La mia prima distro su un HD con già un SO è stata Gentoo proprio perchè l'installer grafico (o pseudografico che fosse) non mi ha mai rassicurato... ricordo ancora con orrore l'installer di Slackware (naturalmente incubo causato dalla mia ignoranza, non necessariamente da Slack).
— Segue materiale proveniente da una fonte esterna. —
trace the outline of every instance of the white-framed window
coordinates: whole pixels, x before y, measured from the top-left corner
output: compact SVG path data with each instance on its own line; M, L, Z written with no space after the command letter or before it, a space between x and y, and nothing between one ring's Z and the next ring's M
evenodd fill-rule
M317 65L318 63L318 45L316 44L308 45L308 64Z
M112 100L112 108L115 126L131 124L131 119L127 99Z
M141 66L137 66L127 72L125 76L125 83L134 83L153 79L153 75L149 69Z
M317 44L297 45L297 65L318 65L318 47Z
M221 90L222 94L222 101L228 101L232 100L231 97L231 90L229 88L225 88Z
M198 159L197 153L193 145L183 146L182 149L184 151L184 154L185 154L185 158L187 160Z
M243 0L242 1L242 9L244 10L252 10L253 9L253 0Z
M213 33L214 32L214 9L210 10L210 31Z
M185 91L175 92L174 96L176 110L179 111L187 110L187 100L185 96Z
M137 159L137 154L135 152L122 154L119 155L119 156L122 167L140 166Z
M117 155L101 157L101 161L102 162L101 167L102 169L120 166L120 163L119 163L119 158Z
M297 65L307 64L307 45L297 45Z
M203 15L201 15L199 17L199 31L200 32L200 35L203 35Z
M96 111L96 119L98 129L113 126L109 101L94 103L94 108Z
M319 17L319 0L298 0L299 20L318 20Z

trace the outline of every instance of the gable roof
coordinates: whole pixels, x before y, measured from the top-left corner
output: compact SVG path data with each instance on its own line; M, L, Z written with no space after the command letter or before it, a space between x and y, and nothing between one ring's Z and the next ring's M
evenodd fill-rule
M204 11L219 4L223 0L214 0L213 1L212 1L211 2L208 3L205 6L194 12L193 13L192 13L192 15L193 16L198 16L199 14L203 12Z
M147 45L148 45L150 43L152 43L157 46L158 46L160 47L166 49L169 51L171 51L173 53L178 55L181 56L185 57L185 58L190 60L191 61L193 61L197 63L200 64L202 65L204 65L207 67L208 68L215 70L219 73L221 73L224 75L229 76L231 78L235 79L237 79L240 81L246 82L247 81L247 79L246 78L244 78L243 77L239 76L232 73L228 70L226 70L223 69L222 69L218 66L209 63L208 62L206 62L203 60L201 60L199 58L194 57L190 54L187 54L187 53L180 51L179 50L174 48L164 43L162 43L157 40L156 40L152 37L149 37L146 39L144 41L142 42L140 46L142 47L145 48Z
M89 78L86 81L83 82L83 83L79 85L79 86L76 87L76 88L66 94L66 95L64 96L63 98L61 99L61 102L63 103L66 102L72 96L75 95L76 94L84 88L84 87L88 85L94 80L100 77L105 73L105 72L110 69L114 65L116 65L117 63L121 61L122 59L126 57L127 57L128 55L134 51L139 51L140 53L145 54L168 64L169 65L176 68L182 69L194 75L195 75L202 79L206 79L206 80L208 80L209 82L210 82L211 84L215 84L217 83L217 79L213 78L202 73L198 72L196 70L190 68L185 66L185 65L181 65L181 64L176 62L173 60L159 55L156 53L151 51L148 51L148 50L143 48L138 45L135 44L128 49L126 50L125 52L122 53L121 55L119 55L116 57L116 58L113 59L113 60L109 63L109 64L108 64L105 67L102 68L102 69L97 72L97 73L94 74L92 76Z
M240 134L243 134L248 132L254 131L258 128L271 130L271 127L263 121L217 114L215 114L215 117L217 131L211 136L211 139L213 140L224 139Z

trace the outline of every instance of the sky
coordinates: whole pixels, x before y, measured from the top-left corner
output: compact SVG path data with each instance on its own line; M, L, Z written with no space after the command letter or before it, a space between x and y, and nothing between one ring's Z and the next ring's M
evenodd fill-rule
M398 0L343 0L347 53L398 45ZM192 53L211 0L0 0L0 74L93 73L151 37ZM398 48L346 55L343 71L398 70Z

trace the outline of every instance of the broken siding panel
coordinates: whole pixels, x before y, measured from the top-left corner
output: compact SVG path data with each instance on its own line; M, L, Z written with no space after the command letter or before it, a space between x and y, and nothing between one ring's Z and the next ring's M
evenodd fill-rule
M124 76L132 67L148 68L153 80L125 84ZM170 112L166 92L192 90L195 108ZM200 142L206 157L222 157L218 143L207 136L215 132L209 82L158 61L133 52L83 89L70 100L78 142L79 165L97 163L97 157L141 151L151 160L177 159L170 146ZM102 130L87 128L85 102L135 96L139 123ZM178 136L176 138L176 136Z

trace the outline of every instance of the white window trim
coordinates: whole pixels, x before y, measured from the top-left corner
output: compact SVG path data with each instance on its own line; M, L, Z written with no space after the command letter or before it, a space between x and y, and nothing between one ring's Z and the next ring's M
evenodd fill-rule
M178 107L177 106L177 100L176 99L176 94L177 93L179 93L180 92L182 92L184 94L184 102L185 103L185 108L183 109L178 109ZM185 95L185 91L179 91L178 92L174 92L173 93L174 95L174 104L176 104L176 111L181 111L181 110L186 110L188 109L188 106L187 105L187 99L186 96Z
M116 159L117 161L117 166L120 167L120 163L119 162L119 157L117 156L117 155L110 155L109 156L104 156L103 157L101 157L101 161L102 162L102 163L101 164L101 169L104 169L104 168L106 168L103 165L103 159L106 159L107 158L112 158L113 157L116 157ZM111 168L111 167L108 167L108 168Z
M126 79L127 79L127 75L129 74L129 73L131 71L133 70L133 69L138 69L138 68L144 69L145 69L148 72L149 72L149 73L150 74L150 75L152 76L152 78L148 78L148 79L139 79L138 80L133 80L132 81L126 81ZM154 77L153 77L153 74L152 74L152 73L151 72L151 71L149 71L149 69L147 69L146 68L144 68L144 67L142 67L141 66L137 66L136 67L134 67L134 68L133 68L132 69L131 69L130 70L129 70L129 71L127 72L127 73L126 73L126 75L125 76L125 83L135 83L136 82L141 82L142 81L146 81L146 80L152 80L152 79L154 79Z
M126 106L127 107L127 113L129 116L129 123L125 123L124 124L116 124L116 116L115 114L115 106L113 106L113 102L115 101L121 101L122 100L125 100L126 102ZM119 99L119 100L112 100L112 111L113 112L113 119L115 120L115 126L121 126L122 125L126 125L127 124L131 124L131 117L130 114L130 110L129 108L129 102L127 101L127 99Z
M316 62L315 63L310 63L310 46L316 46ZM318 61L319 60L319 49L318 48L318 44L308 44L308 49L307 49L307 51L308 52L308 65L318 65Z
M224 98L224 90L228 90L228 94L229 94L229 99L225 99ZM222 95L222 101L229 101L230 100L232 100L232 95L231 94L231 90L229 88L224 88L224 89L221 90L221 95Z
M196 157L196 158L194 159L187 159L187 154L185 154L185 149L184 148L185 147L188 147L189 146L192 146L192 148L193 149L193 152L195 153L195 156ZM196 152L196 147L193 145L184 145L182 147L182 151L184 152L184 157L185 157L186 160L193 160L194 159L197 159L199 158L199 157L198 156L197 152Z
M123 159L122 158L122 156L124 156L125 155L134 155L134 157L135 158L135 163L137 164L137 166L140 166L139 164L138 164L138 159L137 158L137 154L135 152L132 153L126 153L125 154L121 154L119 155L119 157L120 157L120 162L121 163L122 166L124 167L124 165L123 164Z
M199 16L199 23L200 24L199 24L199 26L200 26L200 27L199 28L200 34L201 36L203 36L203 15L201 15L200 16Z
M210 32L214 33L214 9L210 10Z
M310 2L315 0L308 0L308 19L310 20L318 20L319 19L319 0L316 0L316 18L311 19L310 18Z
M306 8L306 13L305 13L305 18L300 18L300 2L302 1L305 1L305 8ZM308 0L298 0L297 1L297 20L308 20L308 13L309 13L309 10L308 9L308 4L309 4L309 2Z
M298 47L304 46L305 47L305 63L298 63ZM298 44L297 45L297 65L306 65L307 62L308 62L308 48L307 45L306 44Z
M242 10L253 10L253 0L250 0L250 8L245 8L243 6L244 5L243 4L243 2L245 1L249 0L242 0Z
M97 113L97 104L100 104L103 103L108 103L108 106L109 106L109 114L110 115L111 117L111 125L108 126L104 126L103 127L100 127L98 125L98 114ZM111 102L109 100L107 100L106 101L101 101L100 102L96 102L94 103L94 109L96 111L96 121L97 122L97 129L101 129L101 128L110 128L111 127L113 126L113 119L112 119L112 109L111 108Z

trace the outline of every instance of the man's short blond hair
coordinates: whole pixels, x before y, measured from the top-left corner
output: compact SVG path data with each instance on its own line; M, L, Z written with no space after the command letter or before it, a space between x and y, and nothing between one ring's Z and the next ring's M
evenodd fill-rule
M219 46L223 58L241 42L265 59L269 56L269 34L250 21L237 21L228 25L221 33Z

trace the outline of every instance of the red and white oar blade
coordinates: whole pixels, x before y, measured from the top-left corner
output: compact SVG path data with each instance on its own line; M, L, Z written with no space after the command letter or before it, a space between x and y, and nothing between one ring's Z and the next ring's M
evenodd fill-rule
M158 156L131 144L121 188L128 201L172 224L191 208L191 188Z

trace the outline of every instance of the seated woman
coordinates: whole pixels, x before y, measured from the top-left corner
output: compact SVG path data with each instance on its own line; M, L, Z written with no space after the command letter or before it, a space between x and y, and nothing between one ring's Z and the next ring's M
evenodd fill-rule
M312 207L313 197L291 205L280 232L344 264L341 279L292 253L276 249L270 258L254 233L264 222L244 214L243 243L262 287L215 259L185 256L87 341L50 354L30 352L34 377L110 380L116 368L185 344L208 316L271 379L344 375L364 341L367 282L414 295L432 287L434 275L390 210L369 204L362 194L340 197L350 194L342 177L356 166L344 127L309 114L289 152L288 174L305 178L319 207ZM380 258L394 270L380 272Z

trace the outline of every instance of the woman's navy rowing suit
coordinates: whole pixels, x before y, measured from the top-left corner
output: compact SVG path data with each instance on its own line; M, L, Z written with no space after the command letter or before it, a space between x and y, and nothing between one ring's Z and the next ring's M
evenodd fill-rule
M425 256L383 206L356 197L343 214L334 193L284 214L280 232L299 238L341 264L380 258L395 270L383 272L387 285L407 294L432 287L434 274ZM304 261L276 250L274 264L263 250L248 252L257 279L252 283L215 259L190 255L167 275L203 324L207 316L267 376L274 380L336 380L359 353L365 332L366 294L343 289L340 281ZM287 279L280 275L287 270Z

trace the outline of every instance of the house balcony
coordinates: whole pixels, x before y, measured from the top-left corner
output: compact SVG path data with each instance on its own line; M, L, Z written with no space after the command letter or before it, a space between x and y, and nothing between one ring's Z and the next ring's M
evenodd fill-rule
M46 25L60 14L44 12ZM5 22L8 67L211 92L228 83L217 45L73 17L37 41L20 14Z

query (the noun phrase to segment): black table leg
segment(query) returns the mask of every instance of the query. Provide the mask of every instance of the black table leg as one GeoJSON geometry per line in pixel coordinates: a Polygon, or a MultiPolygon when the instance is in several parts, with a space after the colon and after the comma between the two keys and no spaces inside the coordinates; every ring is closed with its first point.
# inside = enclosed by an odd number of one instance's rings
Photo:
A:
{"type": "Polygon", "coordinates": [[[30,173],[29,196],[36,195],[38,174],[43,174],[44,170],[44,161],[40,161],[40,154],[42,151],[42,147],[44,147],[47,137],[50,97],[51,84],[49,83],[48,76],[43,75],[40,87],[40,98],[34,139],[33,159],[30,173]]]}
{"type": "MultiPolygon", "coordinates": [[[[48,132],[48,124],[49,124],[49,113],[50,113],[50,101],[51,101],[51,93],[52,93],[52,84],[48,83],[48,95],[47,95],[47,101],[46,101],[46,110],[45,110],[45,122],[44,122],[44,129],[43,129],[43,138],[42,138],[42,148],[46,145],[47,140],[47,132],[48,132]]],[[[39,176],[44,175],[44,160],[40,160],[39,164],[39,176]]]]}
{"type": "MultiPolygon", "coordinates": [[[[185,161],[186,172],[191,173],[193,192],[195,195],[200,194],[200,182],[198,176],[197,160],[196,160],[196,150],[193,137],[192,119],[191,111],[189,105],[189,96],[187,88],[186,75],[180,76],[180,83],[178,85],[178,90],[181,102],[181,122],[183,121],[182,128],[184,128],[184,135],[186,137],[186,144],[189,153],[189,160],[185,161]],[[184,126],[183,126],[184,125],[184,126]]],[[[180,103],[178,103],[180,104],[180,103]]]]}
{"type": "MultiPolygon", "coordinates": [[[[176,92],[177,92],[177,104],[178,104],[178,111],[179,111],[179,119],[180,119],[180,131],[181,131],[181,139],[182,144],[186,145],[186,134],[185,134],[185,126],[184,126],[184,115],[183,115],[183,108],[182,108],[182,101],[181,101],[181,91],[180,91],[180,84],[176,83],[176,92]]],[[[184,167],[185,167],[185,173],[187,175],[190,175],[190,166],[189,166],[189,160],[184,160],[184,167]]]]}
Non mi sono fidato e ho fatto bene... ho conosciuto Gentoo.  :Razz: 

----------

## xveilsidex

 *bandreabis wrote:*   

>  *Dece wrote:*   Guardate che non è stato l'unico ad avere perso le partizioni a causa dell'installer grafico... è successo anche a me (fortunatamente su un pc senza dati importanti  ) la prima volta che l'ho provato, e mi ha rasato tutte le partizioni logiche che avevo
> 
> probabilmente a default ha cercato di "spalmare" il filesystem tra le varie partizioni e me le ha formattate, non so... però sono sicuro che non gli avevo detto di farlo 
> 
> da allora sto molto più attento quando arrivo a quella schermata.... 
> ...

 

guarda... secondo me ... l'installazione di gentoo a mano è l'installazione migliore rispetto a qualsiasi altra distro! è davvero un installazione  " potente " che ti da il controllo su quello che fai e sopratutto ti fa capire che fai!!!! ( ammesso che lo si capisca    :Laughing:   )

----------